GrumpyGoblin 7 days ago||
There is another aspect that many people aren't discussing, the communication aspect.

For a medium to large organization with independent programs that need to talk to each other, Kafka provides an essential capability that would be much slower and higher risk with Postgres.

Standardizing the flow of information across an organization is difficult. Kafka is crucial for that. To achieve that in Postgres would require either a shared database which is inherently risky or would require a customized API for access which introduces another layer of performance bottleneck and build/maintenance cost and decreases development productivity/performance. So you have a double whammy of performance degradation with an API. And for multiple consumers operating against the same events (for example: write to storage, perform action, send to data lake), with a database you need a magnitude more access, so N*X with N being the number of consumers multiplied by the query to consume. With three consumers you're tripling your database queries, which adds up fast across topics. Now you need to start fixing indexes and creating views and other workload to keep performance optimal. And at some point you're just poorly recreating Kafka in a database.

The common denominator in every "which is better" debate is always use case. This article seems like it would primariy apply to small organizations or limited consumer need. And yea, at that point why are you using events in the first place? Use a single API or database and be done with it. This is where the buzzword thing is relevant. If you're using Kafka for your single team, single database, small organization, it's overkill.

Side note: Someone mentioned Postgres as an audit log. Oh god. Done it. It was a nightmare. Ended up migrating to pub/sub with long-term storage in Mongo. which solved significant performance issues. Audit log is inheritently write once read many. There is no advantage to storing in a relational database.

asah 7 days ago||
"500 KB/s workload should not use Kafka" - yyyy!!! indeed, I'm running 5MBps logging system through a single node RDS instance costing <$1000/mon (plus 2x for failover). There's easily 4-10x headroom for growth by paying AWS more money and 3-5x+ savings by optimizing the data structure.
EdwardDiego 7 days ago|
I've always said, don't even think about Kafka until you're into MiB/s territory.

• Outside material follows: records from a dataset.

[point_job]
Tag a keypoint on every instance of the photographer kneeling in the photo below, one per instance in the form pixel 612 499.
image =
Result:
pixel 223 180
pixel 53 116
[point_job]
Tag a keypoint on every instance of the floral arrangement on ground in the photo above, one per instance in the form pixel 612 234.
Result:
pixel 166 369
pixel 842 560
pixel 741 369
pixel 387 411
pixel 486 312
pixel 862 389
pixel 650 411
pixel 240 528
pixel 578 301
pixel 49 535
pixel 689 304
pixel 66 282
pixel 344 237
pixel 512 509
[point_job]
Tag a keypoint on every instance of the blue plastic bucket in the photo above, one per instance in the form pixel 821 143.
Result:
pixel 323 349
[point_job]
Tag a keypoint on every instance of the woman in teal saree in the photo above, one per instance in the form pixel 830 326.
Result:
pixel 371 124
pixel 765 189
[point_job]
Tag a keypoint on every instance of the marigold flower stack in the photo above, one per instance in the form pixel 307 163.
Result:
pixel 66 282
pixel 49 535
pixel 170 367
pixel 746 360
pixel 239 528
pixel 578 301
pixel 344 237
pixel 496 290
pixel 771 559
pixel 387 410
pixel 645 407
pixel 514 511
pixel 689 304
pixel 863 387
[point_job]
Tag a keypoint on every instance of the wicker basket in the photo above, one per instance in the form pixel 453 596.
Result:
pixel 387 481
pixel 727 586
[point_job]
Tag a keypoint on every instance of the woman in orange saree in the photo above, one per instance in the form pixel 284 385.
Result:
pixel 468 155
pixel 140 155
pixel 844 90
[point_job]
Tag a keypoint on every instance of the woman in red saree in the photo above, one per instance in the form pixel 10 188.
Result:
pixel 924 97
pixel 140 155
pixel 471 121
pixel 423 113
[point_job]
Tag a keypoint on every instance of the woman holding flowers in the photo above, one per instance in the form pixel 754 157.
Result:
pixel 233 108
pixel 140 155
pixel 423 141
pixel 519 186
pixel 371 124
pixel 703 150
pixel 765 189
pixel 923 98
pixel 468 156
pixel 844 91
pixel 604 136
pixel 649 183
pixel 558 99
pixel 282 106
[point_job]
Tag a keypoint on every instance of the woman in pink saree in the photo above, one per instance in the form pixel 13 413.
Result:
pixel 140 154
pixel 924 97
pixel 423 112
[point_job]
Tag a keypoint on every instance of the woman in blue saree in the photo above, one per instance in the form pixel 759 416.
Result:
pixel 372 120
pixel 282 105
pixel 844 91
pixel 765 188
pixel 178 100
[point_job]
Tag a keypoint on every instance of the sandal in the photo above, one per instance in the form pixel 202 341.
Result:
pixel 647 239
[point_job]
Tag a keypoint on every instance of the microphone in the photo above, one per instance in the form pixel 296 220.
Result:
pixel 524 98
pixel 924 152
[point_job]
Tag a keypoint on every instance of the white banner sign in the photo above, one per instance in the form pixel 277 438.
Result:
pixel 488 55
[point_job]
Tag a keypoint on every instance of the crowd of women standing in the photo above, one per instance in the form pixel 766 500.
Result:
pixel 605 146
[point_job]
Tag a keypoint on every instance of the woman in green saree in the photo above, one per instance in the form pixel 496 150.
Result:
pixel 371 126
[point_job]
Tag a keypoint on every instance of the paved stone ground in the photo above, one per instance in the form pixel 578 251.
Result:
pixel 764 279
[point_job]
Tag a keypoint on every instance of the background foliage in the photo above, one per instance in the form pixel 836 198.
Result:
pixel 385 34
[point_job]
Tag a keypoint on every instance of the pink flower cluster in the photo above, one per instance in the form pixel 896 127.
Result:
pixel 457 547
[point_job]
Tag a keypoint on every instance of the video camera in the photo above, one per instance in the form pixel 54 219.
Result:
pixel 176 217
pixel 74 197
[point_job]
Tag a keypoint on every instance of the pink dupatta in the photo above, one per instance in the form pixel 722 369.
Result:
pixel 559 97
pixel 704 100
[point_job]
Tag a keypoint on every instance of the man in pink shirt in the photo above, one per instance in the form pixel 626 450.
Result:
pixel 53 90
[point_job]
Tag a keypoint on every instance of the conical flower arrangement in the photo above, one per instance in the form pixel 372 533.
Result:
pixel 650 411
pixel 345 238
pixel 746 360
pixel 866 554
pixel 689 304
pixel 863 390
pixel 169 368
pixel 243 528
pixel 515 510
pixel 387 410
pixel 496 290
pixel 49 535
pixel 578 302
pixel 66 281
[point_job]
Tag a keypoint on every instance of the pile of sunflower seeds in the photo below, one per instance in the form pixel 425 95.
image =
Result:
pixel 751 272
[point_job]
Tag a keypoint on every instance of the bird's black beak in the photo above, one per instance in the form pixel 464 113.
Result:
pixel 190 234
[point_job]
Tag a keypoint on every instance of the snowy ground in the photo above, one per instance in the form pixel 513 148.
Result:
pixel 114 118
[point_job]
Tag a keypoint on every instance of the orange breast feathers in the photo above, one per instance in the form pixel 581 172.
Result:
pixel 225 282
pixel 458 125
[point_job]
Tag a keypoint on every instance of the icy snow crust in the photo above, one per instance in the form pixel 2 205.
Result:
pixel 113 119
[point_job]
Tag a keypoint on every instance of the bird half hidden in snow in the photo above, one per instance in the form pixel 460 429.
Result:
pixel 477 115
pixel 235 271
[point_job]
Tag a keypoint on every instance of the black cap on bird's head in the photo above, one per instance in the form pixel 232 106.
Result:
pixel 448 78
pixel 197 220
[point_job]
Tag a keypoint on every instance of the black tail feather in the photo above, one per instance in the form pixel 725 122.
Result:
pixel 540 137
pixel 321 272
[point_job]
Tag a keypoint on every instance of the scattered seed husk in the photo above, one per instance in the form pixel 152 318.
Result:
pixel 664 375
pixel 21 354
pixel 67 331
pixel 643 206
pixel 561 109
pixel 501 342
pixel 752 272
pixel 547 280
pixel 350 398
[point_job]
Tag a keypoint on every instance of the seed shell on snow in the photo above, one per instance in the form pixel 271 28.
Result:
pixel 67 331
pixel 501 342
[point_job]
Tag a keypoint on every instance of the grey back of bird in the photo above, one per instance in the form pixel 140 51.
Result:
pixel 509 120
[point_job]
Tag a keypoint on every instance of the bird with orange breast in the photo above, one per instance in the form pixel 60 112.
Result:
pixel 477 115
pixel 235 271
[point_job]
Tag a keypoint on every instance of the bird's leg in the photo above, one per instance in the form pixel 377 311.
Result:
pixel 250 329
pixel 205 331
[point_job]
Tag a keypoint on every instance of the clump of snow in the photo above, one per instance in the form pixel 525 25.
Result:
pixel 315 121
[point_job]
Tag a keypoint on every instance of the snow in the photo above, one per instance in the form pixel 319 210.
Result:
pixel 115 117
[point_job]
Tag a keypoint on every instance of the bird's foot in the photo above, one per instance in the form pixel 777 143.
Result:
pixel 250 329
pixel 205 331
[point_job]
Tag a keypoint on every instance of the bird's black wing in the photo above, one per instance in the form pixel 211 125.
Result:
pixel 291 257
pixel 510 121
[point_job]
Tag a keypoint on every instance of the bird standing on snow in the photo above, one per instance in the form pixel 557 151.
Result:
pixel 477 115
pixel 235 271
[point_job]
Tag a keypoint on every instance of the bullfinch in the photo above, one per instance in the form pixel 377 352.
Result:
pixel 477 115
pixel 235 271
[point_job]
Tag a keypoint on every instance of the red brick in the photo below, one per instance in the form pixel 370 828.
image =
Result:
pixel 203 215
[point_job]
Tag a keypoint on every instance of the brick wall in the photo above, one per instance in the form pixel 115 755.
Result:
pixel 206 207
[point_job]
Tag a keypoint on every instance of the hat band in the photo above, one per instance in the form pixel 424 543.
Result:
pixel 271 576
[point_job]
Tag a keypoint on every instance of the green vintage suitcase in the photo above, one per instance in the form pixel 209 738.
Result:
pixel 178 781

It's a complex piece of software that solves a complex problem, but there's many trade-offs, so only use it when you need to.

Sparkyte 10/29/2025||
You can also use Redis as a queue if the data isn't in danger of being too important.
joaohaas 10/29/2025|
Even if the data is important, you can enable WAL and make sure the worker/consumer gets items by RPOPLPUSHing to a working queue. This way you can easily requeue the data if the worker ever goes offline mid-process.
Sparkyte 7 days ago||
Very true.
0xDEAFBEAD 7 days ago|
Why does it matter how many distinct tools you use? It seems easiest to just always use the most standard tool in the most standard way, to minimize the amount of custom code you have to write.